In the past, these medications required providers to input data redundantly in both the Electronic Medical Record (EMR) and a manual triplicate form. Again, convenience is power. E-prescribing controlled substances enables physicians to transition patients from being imposed upon to being cared for. With EPCS, patients don’t have to grovel and repeatedly explain why they need their medications. Before EPCS, if you realized you needed a refill and the office was closed, you were out of luck. Now, physicians can easily take care of it, no matter where they are in the world. There are no boundaries. We have a clinic or pharmacy without walls. I feel strongly that once providers adopt this technology, they’ll be addicted—ironically enough—to the capability and the facility it provides to give patients excellent care efficiently and without delay.
Larry: Pharmacies love it. When my organization surveyed them to see if they had the capacity to receive e-prescriptions for controlled substances and/or if they were interested in using it, they all either really wanted the capability, or were already using it. EPCS creates a stronger partnership between providers, pharmacies and patients.

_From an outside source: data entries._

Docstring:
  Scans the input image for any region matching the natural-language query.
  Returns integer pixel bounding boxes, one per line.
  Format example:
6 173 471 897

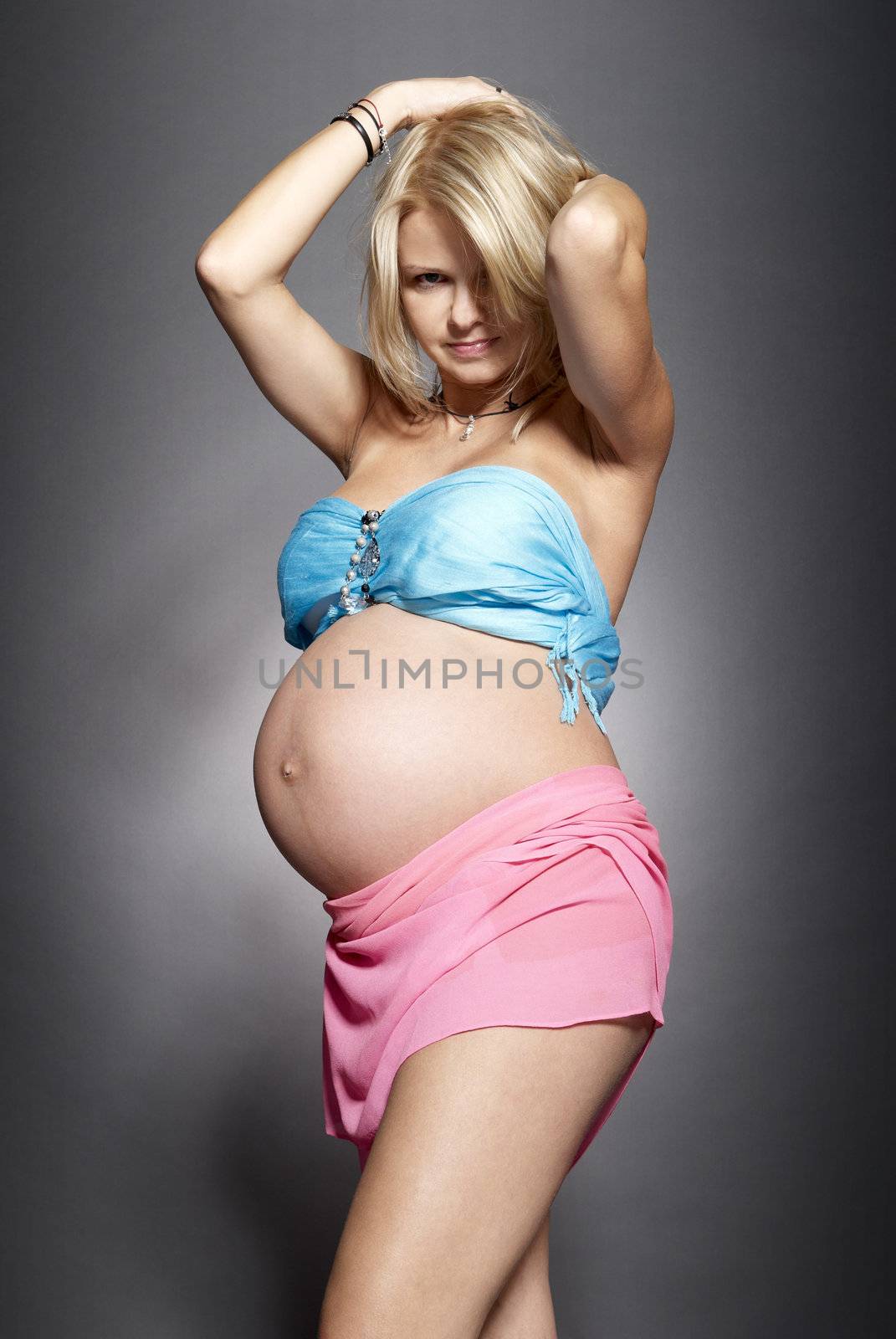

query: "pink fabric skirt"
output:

Larry: The greatest thing about all of this is that it’s all true and it all works. Our stories are true. They give substance to what we’re about, and we need to tell these stories. With electronic capabilities, diagnoses, urine drug screens for utilization monitoring, e-prescribing, auditing of provider prescriptions and patient use—as well as a documented discussion with patients about these medications and usability from multiple sites—it all resides in the same tool (EMR), making compliance with state, federal and practice standards simple and measurable.